The convergence of motion and stills in advertising productions has been on my radar for a while now. More and more, I’m being asked to create video content alongside stills productions for clients and, while this comes with many additional challenges that most clients aren’t aware of, I really enjoy shooting motion as much as stills and have tried to find ways to create both types of content that has a consistent look and feel that brands require for ad work.
One way that I’ve managed to create dual content is by using continuous lighting for both stills and video. I love complex and sophisticated light set ups and there’s no reason that traditional flash set ups can’t be done with continuous lighting with some advance testing.
In my experience, it’s just not practical or effective to light the stills set ups with flash and then relight with continuous for the video so, I’ve been gravitating towards making continuous work for me in both scenarios.
In terms of control and light quality, today’s HMI’s are pretty incredible and I’ve tested a number of them. When you combine that with the higher ISO capabilities of the current cameras, continuous is a viable solution for both stills and video now.

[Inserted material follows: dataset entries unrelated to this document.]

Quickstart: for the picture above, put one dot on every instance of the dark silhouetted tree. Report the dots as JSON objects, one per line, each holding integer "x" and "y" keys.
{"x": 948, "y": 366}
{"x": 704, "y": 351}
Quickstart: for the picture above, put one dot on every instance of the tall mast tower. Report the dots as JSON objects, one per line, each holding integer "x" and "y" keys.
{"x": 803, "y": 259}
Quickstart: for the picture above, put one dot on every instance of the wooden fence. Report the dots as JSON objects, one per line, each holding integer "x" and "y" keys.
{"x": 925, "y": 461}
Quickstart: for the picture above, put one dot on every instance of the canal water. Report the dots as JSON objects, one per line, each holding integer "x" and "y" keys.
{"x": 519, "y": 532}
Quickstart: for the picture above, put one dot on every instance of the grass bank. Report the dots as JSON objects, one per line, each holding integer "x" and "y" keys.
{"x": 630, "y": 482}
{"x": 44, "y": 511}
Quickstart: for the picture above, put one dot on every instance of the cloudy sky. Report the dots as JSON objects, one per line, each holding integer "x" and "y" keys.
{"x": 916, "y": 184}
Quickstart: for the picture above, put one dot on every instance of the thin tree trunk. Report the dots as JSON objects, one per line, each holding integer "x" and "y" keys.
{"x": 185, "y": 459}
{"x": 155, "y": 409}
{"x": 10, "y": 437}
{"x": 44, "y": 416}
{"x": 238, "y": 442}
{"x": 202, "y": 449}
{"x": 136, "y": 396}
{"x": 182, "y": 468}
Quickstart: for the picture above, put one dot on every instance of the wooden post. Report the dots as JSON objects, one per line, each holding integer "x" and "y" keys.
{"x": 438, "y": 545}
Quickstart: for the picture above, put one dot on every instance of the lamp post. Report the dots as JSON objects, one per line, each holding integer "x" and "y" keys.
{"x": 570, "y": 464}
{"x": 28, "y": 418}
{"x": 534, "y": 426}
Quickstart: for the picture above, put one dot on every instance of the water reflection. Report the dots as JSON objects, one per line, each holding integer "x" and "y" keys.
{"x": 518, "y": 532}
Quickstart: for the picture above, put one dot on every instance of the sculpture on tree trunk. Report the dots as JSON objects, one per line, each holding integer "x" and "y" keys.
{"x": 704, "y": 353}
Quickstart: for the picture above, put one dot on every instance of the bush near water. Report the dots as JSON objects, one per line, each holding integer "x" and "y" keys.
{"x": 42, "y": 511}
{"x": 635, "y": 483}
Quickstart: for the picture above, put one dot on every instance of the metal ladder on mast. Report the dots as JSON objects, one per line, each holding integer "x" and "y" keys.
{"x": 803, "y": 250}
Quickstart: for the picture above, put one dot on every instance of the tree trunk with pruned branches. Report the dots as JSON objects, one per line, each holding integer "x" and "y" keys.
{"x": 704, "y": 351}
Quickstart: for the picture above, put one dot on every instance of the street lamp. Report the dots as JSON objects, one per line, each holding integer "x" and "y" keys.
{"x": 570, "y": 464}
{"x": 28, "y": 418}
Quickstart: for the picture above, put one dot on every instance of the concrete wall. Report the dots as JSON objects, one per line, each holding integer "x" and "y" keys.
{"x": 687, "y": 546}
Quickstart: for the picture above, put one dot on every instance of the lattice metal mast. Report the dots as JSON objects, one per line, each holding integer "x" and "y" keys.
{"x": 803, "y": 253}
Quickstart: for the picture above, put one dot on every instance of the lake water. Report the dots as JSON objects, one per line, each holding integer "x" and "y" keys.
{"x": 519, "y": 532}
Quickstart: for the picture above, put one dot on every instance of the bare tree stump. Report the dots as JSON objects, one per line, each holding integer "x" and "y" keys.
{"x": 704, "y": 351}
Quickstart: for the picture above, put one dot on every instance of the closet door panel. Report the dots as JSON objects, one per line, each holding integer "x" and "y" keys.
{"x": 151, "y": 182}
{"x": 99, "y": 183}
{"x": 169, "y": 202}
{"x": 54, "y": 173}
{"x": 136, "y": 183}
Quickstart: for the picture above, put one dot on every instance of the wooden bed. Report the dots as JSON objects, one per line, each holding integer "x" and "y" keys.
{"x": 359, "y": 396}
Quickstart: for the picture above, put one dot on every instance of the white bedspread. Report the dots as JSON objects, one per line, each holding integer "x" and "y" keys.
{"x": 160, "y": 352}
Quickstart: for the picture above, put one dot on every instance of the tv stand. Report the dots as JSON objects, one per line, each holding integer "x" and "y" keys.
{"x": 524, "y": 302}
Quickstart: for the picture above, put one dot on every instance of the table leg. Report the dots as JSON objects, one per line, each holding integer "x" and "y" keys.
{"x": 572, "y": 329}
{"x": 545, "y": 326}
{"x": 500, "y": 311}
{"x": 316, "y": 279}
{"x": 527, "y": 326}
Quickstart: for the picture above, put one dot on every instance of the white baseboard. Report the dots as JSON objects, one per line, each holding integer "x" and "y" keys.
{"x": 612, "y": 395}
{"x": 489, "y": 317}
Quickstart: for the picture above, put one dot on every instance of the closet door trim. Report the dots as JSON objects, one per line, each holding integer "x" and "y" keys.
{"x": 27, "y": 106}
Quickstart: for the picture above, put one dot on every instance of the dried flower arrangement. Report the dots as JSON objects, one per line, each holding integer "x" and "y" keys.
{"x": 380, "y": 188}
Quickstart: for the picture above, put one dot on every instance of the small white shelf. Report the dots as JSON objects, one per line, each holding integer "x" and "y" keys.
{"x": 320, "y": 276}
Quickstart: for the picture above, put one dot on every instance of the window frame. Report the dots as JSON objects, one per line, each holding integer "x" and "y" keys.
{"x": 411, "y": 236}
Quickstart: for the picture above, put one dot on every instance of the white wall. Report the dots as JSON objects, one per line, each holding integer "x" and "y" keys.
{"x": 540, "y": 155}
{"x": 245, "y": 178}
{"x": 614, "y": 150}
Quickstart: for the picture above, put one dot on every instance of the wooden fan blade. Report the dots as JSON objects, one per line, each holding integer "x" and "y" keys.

I used K5600’s Jokers for this series of cinemagraphs and still ads for a renovation contractor and shot both the still images and the video files on a Canon 5DS R just to make it as simple as possible to switch between formats.
The client wanted to have both cinemagraphs and stills with a retouched feel that was a little edgy and hyper real so, I consulted with retoucher Peter Worthington, who’s done incredible work for me in the past. Retouching the stills is one thing but, retouching the video files is more complex and time consuming process.
Peter came up with a plan where we would modify the stills as we liked and then duplicate those changes over the other video files layer by layer, then create the motion masks and export the final GIF’s.
On set, we used K5600’s Big Eye in an 800w Joker as our key light and alternated between a second 800 and a 1600 with barn doors on set to create edge light or some interesting backlight effects.